Petunia seeds need to be cultivated outside on the surface of soil after the spring's last frost. They should be grown in parts of the garden that have full sun or partial shade. The flowers prefer moist soil. During sowing, it is beneficial to add organic matter to the soil. The pH level should be between 6 and 7.5. They can be cultivated in all of the U. S. Department of Agriculture's (USDA) zones in the country.
It is important to take care of petunias to keep them growing healthily. To keep the flowers healthy, their tips should be pinched back, which promotes branching and therefore makes the plant appear bushier. It is crucial to keep petunias well watered, as they thrive in moist ground. Once the petunias are doing well, it is important to fertilize them and do so once a month. Toward the end of summer, the entire plant needs to be cut back in half, which could lead to another bloom.
Petunias are generally free of diseases. In some cases, however, damping-off can be a big problem with petunias. It can result in the seeds becoming rotten during the germination process, or the seedlings dying post-emergence.
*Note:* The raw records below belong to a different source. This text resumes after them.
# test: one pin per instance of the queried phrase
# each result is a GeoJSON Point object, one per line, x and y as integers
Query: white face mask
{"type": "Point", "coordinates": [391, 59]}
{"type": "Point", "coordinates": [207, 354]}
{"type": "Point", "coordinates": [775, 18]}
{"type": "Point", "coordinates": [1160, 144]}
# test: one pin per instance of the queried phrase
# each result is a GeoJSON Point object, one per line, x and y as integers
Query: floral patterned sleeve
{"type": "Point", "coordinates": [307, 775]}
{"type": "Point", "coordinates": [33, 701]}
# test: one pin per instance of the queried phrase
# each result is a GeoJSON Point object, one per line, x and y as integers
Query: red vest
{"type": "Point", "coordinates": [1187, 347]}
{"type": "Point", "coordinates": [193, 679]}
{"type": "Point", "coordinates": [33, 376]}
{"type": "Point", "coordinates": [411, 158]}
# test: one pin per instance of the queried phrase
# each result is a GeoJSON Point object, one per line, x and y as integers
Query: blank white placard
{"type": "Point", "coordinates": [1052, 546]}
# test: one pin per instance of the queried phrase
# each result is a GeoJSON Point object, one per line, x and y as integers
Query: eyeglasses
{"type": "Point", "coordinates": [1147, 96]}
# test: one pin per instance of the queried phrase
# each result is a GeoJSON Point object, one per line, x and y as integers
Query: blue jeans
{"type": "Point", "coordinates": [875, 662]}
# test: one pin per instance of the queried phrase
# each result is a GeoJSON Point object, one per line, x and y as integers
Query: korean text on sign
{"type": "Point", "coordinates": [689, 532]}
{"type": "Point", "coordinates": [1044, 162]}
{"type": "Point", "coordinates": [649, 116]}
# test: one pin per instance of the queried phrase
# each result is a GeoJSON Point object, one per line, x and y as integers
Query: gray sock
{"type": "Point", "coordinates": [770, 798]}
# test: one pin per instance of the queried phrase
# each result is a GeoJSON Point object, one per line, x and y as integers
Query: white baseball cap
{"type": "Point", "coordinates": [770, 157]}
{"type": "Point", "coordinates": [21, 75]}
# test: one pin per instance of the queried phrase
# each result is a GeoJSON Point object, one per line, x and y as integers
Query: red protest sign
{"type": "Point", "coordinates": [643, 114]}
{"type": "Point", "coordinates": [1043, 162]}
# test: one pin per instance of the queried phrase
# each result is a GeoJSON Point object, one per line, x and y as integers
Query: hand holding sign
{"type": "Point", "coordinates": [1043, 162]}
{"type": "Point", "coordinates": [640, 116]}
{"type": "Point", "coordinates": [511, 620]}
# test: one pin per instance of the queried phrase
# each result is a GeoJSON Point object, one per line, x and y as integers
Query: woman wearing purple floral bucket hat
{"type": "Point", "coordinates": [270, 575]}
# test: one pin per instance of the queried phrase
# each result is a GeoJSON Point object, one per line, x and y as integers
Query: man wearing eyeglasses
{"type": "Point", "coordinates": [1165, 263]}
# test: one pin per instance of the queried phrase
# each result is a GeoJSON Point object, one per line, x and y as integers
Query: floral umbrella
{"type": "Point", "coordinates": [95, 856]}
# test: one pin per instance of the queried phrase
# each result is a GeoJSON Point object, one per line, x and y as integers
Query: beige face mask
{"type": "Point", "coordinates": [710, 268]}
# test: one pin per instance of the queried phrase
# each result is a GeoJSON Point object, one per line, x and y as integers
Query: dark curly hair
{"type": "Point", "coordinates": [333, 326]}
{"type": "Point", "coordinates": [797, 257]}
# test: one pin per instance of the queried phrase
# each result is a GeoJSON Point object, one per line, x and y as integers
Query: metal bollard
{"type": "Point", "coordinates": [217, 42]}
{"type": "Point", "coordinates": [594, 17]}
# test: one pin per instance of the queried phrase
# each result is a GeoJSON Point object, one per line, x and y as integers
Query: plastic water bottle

This can be avoided with proper sanitation and keeping the appropriate temperature and moisture. Viral diseases are also possible and can result in destroyed foliage that is stunted. Discoloration of flowers is another possibility, as is flower deformity. Other potential diseases include crown rot, alternaria blight, botrytis, fusarium wilt and fasciation.
Pests are also rare for petunias. In some situations, however, cutworm and aphid infestations are possible with petunias. The best way to avoid these infestations is by keeping the petunias strong and healthy, making them less susceptible to insects.
There are two general categories of petunias: the Multiflora and Grandiflora classes. Multiflora petunias are known for growing compactly and having more numerous, yet tinier blossoms. They also can handle hard and aggressive wind and rain better than the other class. Grandiflora petunias have bigger but fewer flowers.